All jobs must request an amount of RAM. See the below sections for information about the various methods of requesting memory in different job types.

Jobs which exceed the requested memory will be automatically killed by the scheduler with an exit state of OUT_OF_MEMORY.

Serial jobs¶

For non-parallel jobs, there are two different ways to request memory, either per-task (core), or per-job (total).

Each partition sets a different default memory request, so we advise to explicitly request memory using one of the below methods in all jobs.

Compute jobs requiring large amounts of RAM

If you have compute jobs with very large RAM requirements, you may want to make use of our public highmem nodes by submitting to the highmem partition, rather than compute. See the high memory jobs page for more information.
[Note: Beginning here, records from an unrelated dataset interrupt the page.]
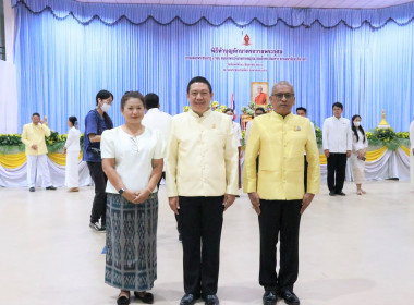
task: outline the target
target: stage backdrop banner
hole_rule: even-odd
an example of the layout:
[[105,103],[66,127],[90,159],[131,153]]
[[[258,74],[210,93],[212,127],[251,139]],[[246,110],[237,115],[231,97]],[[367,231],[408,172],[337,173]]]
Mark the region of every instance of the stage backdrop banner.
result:
[[[161,110],[182,112],[187,82],[212,85],[214,99],[235,109],[251,83],[290,81],[296,106],[318,126],[341,101],[369,130],[382,109],[395,131],[414,114],[414,3],[381,10],[308,10],[120,5],[63,0],[13,1],[19,125],[33,112],[65,133],[68,117],[84,118],[100,89],[123,122],[126,90],[160,96]],[[247,39],[248,38],[248,39]],[[238,113],[240,115],[240,113]]]

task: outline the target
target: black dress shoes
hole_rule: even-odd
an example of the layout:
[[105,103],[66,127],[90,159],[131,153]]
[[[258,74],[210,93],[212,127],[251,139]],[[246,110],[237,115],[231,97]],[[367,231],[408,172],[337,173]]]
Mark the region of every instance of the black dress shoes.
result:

Requesting exclusive use of a node

If your job requires a whole node, request all the available memory with --mem=0, and all the CPUs (and GPUs if applicable) with --exclusive.

Note that the queueing time for a whole node is likely to be considerably longer than with small jobs, as the scheduler needs to allocate all resources from a single node, which will not be available if smaller jobs are consuming resources.

As exclusive jobs block other jobs from running on the same node concurrently, please ensure the jobs are utilising all resources correctly.

See the single node jobs page for example serial job scripts.

Per-task (core)¶

The per-task (per-core) approach multiplies the --mem-per-cpu value by the number of tasks (cores) requested. For example, requesting 2 tasks (cores) and 5G per task (core) would result in 10GB being requested for the job:

## Request 2 tasks/cores
#SBATCH -n 2                # (or --ntasks=2)

## Request 1GB per task/core
#SBATCH --mem-per-cpu=1G

Per job (total)¶

The per-job approach simply requests the total amount of memory required by the job, regardless of the number of tasks (cores) requested. For example, to request 10G for the job:

#SBATCH --mem=10G           # Request 10GB for the job

Parallel jobs¶

The primary resource on the parallel nodes is the high-throughput, low-latency interconnect known as InfiniBand. All nodes in the parallel partition are connected via an InfiniBand switch, which can significantly improve the performance of large, multi-node parallel jobs.

To achieve this performance benefit, only a single job is allowed to run on each parallel node. As a result, users should request all available CPUs and memory when submitting jobs to the parallel partition.

All jobs submitted to the parallel partition must include the following:

#SBATCH --exclusive
#SBATCH --mem=0

See the multi-node jobs page for example parallel job scripts.